The first portion of the workflow in which precursor and fragment ions are matched using m/z and elution times is similar to Waters' MSE DIA approach, which likewise uses elution times to match precursor ions to fragment ions, allowing them to be searched against conventional databases as in DDA mass spec.

In the Waters approach, however, the instrument fragments the entire mass range instead of cycling through wide m/z windows, making for even more convoluted spectra. Additionally, the Waters approach does not then let researchers generate spectral libraries for targeted DIA searches — although researchers at Johannes-Gutenberg University Mainz are currently working on developing a version of the Waters approach that would allow for spectral library-based searching.

As JGU researcher and leader of this effort Stefan Tenzer told GenomeWeb in an interview last year, using spectral libraries as part of the Waters approach would allow the researchers to do quantitation on fragment ions instead of precursor ions, which could improve the method's dynamic range.

"I think the spectral library-based approaches have an advantage with lower-[abundance] signals because they are looking at multiple fragments at one time and not just one ion," he said. "So we could be able to identify more [proteins] and more reliably in the lower orders of magnitude."

Speaking to GenomeWeb last week, Swiss Federal Institute of Technology Zurich researcher Ruedi Aebersold noted that in targeted workflows like MRM, data at the MS2 fragment ion level is typically less noisy than the MS1 precursor level data, making it possible to detect and quantify the fragment ions of precursors that were not detectable in MS1.

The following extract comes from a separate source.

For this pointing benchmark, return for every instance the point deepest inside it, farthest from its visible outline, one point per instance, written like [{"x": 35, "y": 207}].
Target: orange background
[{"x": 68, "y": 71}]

Because DIA-Umpire looks at both MS1 and MS2 level data, the approach could allow researchers to analyze the extent to which this is true of Swath style DIA experiments, as well, said Aebersold, who was not involved in development of the tool.

It is also possible, he said, that the new approach could find data at the MS1 level not apparent at the MS2 level. Traditional Swath-style analysis — which was largely developed in Aebersold's lab — relies solely on MS2 data for peptide detection and quantification. It could also be the case, Aebersold noted, that applying conventional DDA-style database searching to DIA datasets could identify peptides not detected via spectral library searching.

Generally speaking, though, Aebersold said he would be somewhat surprised if the method identified significantly more or different peptides than existing DIA approaches.

"Right now for the kind of targeted [DIA analysis] strategy that we introduced, there are basically three software tools that are out there – OpenSwath [from Aebersold's lab], Spectronaut from [proteomics firm] Biognosys, and PeakView from AB Sciex," he said. "The encouraging thing is that they all find roughly the same number and type of peptides. And so what I think that means is there is probably not a whole lot of [additional] stuff that can be found in this data."

"But if [DIA-Umpire] did [discover more], it would be interesting to see why," Aebersold added.

Nesvizhskii said that in initial work with the software, the untargeted and targeted searches appeared to provide complementary information, suggesting that applying both to the same sample will result in more peptides and proteins identified.